Fue por ese antecedente que cuando se propuso checar en Dirección, la administrativa que por primera vez llegó antes que él, le detuvo para decirle que esperara, que el rector había dejado instrucciones para que se presentara en el área jurídica. Esta vez no increpó y se dirigió al lugar, pensando en el camino que hubiera colocado su papel en la máquina selladora para que constatara su hora de entrada “por cualquier cosa”. Se apersonó el Jurídico. Quiso notificarle su baja. El profesor la ninguneó -así como al personaje regordete-. Leyó que la plaza que contaba iba a recortarse. Puso la circular en el escritorio de quien todavía le hablaba pese a saberse ignorado. Apretó los puños. Volvió a subir a rectoría. Habló con la secretaria. Fue inútil. Supuestamente, en los cinco minutos que bajó, el rector se presentó y luego volvió a salir sin dejar dato sobre su hora de regreso… su carro seguía allí.

Esas bestias que con camisas sin planchar, mezclilla harapienta, con olor a bohemios trasnochados y perfume barato que cuando hablaban destacaban no tanto por lo alto de su voz al querer llamar la atención sino por sus palabras como “dijistes, trajistes, haiga, ora…”, entre otras, eran los operativos del partido tricolor y por tanto, al menos durante los eventos donde el gobernador aparecería, se asumían como sus jefes y capataces.

Dijo con una voz más alta de lo normal que haría una huelga de hambre y lo hizo así porque no le hablaba a la secretaria sino a quien se escondía detrás de la puerta desde la que escuchó cómo dejaban de hacer ruido en cuanto habló con la secretaria para aparentar ausencia, así como los ratones mascan más lento cuando se saben sorprendidos para evitar ser delatados.

De haberse quedado cerca habría apreciado el momento en que la secretaria abrió la puerta, se acercó al escritorio vacío un tanto sorprendida por no ver mas que soledad y luego vislumbrar la silueta del rector cerrar la puerta, Con las persianas cerradas la luz los devoró. Ella decía “espera”; él sólo respiraba agitado. Ella le dijo que “no era el momento”. Él estaba incomprensiblemente excitado. Ella seguía murmurando cosas y él desabotonaba. Lo último que dijo ella fue “nos van a ver” y después, pensó él, por fin se calló.

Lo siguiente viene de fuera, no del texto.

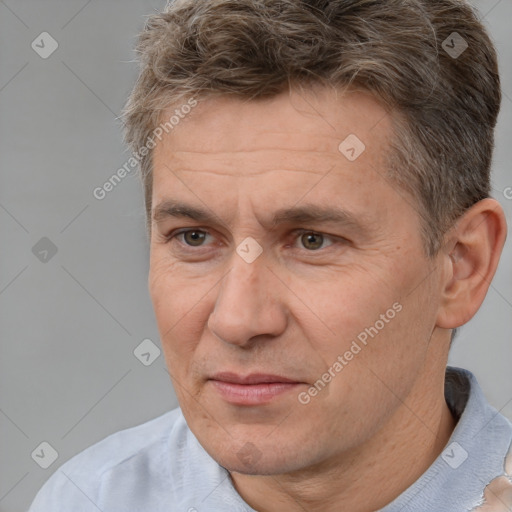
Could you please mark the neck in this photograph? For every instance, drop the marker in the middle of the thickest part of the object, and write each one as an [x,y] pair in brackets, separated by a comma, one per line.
[372,475]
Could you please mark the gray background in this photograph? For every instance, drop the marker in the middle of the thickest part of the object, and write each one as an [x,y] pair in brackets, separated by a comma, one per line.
[69,326]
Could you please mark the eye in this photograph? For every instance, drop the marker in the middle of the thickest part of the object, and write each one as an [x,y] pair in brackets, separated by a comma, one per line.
[192,237]
[311,240]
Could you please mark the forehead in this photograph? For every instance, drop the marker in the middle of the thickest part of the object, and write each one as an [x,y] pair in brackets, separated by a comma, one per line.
[235,156]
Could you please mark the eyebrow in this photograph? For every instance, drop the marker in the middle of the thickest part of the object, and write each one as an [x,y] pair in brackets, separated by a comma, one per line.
[308,213]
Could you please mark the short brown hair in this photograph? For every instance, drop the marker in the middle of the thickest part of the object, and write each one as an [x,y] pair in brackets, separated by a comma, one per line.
[444,106]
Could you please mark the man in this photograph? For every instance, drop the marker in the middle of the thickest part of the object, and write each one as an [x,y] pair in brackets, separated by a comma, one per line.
[317,189]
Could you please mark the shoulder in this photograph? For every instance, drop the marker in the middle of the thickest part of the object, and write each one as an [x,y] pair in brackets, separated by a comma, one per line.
[78,483]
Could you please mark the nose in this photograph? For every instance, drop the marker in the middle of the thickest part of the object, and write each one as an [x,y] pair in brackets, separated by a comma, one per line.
[249,304]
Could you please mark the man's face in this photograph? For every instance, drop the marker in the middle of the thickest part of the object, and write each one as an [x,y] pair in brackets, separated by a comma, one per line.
[357,291]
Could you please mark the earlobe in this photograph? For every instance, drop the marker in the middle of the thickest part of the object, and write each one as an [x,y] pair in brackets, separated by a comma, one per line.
[470,259]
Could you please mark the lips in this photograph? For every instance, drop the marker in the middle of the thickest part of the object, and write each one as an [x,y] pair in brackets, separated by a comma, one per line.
[254,378]
[254,389]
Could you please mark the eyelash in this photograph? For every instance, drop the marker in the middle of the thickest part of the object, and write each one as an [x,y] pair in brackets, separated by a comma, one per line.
[297,233]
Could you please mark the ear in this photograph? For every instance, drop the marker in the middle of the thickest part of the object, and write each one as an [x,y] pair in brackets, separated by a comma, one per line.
[470,257]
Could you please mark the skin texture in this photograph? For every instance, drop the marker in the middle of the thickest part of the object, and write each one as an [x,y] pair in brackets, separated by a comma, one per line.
[381,420]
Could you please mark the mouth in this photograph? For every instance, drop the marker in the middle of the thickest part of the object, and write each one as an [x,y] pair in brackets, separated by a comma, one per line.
[254,389]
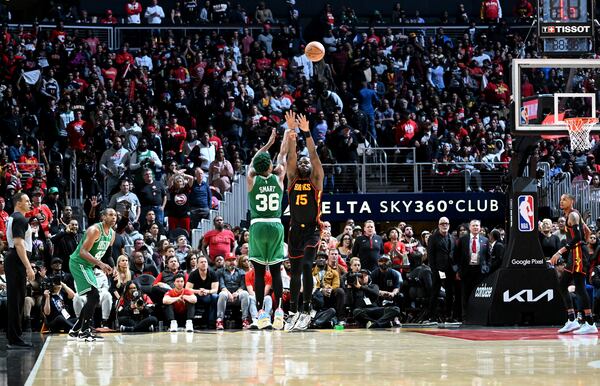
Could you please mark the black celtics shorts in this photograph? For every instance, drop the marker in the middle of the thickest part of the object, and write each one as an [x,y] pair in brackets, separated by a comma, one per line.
[303,236]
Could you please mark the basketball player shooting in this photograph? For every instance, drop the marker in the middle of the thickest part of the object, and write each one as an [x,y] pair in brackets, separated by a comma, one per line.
[92,247]
[265,193]
[305,179]
[574,271]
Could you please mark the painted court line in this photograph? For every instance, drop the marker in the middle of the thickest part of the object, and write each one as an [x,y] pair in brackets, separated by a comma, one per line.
[38,363]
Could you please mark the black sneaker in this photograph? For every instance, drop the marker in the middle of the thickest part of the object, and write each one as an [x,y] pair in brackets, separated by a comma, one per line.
[19,346]
[89,336]
[73,334]
[85,336]
[97,338]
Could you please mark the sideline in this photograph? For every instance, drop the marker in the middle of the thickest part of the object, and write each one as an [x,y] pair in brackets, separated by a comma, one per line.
[38,363]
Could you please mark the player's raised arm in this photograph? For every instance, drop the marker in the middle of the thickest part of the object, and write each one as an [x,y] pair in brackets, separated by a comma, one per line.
[91,236]
[251,172]
[317,169]
[288,136]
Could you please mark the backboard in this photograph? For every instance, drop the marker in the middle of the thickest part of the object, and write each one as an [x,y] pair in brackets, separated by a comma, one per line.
[546,91]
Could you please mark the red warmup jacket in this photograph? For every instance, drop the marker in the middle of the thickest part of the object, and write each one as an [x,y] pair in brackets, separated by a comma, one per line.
[490,9]
[176,135]
[133,9]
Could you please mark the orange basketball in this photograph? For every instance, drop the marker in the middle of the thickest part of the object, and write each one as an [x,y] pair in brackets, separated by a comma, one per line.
[314,51]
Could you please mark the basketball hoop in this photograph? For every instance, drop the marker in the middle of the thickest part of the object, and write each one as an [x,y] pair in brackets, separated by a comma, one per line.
[579,131]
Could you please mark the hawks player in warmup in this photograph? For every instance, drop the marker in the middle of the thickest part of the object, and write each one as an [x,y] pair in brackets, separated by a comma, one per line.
[265,192]
[574,271]
[305,184]
[92,247]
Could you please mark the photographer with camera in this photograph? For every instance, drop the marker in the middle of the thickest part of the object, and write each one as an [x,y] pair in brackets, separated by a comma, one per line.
[55,271]
[65,242]
[388,280]
[126,202]
[135,310]
[152,195]
[329,293]
[180,302]
[363,296]
[55,306]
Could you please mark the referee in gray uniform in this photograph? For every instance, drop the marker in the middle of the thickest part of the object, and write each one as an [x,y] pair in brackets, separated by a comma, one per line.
[18,269]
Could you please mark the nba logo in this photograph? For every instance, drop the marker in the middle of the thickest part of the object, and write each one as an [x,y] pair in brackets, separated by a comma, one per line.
[526,218]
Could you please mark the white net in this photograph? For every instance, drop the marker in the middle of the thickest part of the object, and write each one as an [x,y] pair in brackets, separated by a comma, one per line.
[579,132]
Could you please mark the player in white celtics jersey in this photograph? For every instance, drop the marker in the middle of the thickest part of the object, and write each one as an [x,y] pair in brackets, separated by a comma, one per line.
[97,240]
[265,193]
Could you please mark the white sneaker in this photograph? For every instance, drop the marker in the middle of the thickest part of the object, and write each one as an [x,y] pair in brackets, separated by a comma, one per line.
[586,329]
[291,322]
[303,322]
[570,325]
[189,326]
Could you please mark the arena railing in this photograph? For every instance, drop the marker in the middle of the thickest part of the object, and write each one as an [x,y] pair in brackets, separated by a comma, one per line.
[594,206]
[135,35]
[103,32]
[233,209]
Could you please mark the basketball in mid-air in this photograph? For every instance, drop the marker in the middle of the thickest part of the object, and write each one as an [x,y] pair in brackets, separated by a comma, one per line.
[314,51]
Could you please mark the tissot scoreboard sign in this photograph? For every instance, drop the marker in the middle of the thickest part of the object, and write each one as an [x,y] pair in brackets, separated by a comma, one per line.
[412,206]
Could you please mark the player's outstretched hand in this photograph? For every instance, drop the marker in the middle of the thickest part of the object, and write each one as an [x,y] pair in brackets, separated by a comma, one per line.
[106,268]
[292,135]
[302,123]
[290,119]
[272,137]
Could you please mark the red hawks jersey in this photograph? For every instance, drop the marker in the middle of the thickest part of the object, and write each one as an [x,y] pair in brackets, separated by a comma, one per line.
[490,9]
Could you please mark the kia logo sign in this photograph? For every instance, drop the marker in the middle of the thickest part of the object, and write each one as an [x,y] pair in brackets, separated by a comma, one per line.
[526,296]
[569,29]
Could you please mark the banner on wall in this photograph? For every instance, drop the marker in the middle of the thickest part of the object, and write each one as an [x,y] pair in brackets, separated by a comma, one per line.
[412,206]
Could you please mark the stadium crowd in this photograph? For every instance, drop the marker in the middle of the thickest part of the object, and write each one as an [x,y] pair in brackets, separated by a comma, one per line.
[162,133]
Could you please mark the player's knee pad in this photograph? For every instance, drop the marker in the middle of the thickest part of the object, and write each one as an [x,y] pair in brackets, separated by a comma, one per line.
[93,296]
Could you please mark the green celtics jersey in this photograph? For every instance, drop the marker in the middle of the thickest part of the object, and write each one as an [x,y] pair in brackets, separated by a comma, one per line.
[265,197]
[98,249]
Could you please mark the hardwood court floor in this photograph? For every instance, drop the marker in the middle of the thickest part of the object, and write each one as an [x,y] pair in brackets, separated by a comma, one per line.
[389,357]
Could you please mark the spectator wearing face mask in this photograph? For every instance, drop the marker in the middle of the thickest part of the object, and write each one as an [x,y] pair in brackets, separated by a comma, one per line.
[368,247]
[232,292]
[389,282]
[134,310]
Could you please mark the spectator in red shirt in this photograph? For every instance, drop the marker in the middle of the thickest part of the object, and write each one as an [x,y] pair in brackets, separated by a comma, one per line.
[38,179]
[28,162]
[110,72]
[491,11]
[405,130]
[124,58]
[246,265]
[178,303]
[220,241]
[58,35]
[263,62]
[496,90]
[133,10]
[526,87]
[524,10]
[41,211]
[176,135]
[76,131]
[395,248]
[109,18]
[180,74]
[3,219]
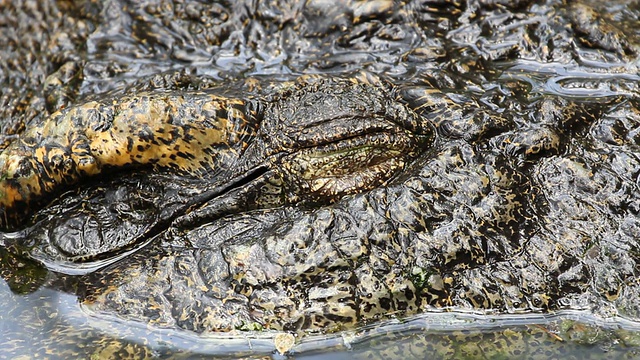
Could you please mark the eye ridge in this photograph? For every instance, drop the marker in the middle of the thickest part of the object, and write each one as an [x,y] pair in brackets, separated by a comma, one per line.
[255,146]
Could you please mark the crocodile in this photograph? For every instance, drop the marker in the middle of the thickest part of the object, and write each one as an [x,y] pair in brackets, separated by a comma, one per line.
[461,156]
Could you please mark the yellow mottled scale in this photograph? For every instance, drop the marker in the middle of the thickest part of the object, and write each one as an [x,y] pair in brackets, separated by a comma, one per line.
[195,135]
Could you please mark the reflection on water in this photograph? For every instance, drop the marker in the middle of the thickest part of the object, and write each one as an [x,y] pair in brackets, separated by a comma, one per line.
[48,323]
[508,58]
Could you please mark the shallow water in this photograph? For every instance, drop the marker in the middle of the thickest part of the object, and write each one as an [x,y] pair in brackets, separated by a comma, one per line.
[581,246]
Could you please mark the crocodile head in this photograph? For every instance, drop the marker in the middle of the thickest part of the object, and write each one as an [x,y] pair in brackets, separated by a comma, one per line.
[312,140]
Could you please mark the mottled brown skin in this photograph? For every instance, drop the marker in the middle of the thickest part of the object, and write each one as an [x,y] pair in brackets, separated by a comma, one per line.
[338,144]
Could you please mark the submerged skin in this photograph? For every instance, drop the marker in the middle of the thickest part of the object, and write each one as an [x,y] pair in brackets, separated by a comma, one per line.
[340,144]
[528,208]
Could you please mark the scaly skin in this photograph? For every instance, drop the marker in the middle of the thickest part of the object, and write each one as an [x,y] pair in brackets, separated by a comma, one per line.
[314,155]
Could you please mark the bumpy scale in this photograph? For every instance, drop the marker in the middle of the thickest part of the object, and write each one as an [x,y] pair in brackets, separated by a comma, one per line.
[318,138]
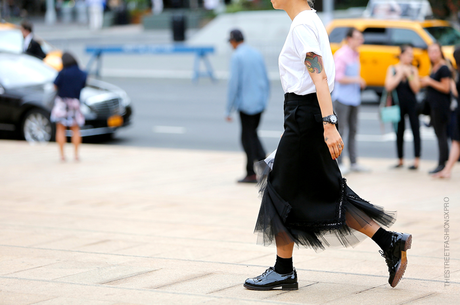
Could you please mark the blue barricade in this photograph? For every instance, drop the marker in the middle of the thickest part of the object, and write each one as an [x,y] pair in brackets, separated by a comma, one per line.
[200,55]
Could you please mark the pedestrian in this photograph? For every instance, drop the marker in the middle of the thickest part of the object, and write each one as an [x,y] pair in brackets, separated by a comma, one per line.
[96,13]
[403,78]
[455,147]
[305,199]
[30,45]
[347,94]
[438,96]
[248,92]
[66,111]
[157,6]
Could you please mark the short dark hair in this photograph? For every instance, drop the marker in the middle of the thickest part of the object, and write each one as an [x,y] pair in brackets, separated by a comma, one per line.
[236,35]
[68,60]
[350,32]
[26,25]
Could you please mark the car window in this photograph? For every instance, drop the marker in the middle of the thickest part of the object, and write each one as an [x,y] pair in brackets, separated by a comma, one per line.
[338,34]
[23,70]
[377,36]
[404,36]
[11,41]
[445,35]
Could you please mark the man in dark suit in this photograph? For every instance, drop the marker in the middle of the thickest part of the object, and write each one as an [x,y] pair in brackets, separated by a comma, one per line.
[31,47]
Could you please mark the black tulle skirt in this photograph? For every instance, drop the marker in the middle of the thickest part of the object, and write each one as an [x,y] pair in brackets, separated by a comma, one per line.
[304,197]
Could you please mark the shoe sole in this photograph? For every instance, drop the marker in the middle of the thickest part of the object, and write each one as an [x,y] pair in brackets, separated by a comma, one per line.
[407,239]
[293,286]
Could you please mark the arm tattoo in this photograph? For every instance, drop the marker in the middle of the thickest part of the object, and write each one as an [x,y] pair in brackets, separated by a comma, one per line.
[314,63]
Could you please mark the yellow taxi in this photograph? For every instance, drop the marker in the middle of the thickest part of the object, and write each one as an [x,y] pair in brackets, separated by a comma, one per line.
[11,41]
[382,39]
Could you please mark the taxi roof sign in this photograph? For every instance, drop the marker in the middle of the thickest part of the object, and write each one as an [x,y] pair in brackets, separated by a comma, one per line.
[399,9]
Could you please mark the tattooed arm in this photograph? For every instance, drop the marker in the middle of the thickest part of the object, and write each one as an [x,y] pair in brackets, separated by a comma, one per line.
[314,64]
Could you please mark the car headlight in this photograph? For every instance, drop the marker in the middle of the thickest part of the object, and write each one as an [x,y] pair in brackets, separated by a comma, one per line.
[87,112]
[125,100]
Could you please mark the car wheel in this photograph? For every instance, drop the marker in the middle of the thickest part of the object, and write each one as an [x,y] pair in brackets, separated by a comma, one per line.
[37,127]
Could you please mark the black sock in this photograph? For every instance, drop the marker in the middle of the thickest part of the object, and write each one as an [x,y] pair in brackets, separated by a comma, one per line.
[283,265]
[382,238]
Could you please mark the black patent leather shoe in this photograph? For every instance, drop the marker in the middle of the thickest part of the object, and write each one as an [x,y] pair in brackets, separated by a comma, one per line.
[271,279]
[395,256]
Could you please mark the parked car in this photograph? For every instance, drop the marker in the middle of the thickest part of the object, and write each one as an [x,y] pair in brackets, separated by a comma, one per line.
[27,95]
[382,39]
[11,41]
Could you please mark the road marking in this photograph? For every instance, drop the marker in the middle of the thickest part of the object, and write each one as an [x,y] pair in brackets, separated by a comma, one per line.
[169,129]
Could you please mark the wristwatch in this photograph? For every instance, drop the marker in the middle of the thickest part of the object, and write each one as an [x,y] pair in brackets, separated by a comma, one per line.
[330,119]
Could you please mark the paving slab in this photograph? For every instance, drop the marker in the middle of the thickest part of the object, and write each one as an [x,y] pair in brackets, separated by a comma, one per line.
[162,226]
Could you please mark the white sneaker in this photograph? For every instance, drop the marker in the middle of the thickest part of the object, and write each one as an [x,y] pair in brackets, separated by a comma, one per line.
[359,168]
[343,169]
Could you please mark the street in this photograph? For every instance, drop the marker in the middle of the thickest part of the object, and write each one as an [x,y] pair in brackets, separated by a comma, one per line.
[185,115]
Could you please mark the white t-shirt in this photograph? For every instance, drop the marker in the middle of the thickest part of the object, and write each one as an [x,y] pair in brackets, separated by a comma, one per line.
[307,34]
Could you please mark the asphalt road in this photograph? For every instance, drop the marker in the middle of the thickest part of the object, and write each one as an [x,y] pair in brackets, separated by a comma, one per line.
[181,114]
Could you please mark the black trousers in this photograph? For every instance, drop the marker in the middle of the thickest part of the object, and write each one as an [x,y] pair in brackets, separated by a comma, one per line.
[439,120]
[408,108]
[250,140]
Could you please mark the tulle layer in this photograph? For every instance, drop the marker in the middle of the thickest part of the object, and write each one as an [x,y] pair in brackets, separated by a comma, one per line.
[273,215]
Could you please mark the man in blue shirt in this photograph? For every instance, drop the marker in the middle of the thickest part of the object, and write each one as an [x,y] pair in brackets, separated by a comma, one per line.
[248,91]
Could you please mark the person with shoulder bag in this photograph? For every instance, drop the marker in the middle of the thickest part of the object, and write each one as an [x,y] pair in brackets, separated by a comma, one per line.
[438,95]
[455,147]
[66,112]
[403,81]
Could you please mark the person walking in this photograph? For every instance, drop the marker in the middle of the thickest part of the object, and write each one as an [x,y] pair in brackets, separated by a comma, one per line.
[30,45]
[438,95]
[66,111]
[454,154]
[347,95]
[403,77]
[96,13]
[305,199]
[248,92]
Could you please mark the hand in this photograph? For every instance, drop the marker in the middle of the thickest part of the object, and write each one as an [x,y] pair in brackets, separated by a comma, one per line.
[425,81]
[333,140]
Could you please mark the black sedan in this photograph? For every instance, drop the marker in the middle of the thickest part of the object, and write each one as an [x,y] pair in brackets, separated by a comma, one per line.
[27,95]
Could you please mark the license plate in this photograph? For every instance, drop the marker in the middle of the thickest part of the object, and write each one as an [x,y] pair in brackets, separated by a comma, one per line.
[115,121]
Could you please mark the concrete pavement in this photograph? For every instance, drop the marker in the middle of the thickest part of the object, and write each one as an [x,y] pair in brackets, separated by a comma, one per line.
[161,226]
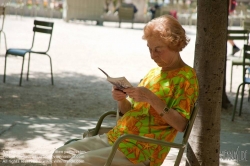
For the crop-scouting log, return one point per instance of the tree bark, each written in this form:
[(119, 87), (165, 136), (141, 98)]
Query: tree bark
[(209, 62), (225, 101)]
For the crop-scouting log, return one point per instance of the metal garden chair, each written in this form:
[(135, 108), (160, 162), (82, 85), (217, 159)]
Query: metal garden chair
[(39, 27), (2, 13), (242, 35), (181, 146), (246, 79)]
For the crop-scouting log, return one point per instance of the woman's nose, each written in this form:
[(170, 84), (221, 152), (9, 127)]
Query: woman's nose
[(153, 54)]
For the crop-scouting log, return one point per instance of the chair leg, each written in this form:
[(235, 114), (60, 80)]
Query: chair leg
[(236, 100), (179, 156), (5, 40), (52, 80), (231, 77), (21, 76), (248, 95), (27, 78), (4, 76), (242, 98)]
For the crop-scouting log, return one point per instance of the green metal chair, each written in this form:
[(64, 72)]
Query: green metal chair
[(242, 35), (98, 128), (39, 27), (246, 79), (181, 146), (2, 13)]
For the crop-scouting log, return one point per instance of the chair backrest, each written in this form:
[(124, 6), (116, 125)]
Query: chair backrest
[(2, 13), (246, 58), (246, 25), (126, 13), (43, 27), (238, 35), (190, 125)]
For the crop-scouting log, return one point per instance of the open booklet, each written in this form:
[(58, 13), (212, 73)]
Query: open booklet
[(120, 82)]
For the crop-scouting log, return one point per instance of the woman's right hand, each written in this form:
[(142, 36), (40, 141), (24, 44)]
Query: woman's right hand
[(117, 94)]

Después vino la huelga de hambre, las burlas, las miradas de compañeros cómplices que delataban admiración pero que después volteaban a otro lado. El calor. Las preguntas de los medios, casi todas parecidas, en las que querían esconder el desconocimiento del contexto. Las horas. La prolongación de la huelga. Las loas. Los periodos de soledad. El debilitamiento. La sed. Las ausencias…
comenzando por la del rector. Los días. La salud.

Y luego la noche. La falsa reunión. Las sirenas. Los gritos. La semi consciencia. Los paramédicos, los jalones, las preguntas, los golpes, las dudas, el temor, las voces, las caras, la desesperación, la huida, el asiento, el ingreso, la valoración, la camilla y luego, finalmente el día.

Tras despertar de una noche tortuosa, sus acompañante se encontraban aún dormidos y no hizo por despertarlos. Se sintió querido. El dolor y las magulladuras con su cuerpo debilitado le recordaban que estaba vivo. Cabeceando, uno de sus familiares le vio despertar y este lo mandó a descansar. Salieron de la habitación.

Entró el médico, uno al que le llamó la atención la valoración de un estado crítico por complicaciones de diabetes provocadas por la falta de ingesta. Este ya había hablado con sus familiares justo cuando leían la poca cobertura al caso. Le preguntó si era responsable

-¿De qué?

-De haber cometido dos crímenes.

-No he cometido ninguno.

-Dicen los medios que agredió al rector y que incluso agredió a los paramédicos.

-Eso es una mentira.

-¿Puede alguien tener tan mala suerte de ser acusado de cometer dos crímenes sin haber cometido falta alguna?

-No lo sé, pero yo no hice nada, soy la víctima.

El médico asintió, aunque sin creerlo y se fue. Afuera, pidió que la enfermera tomara signos.

La presente crónica es ficticia, así como sus personajes. Tómelo como una mera narrativa que no necesariamente tiene que ver con la realidad.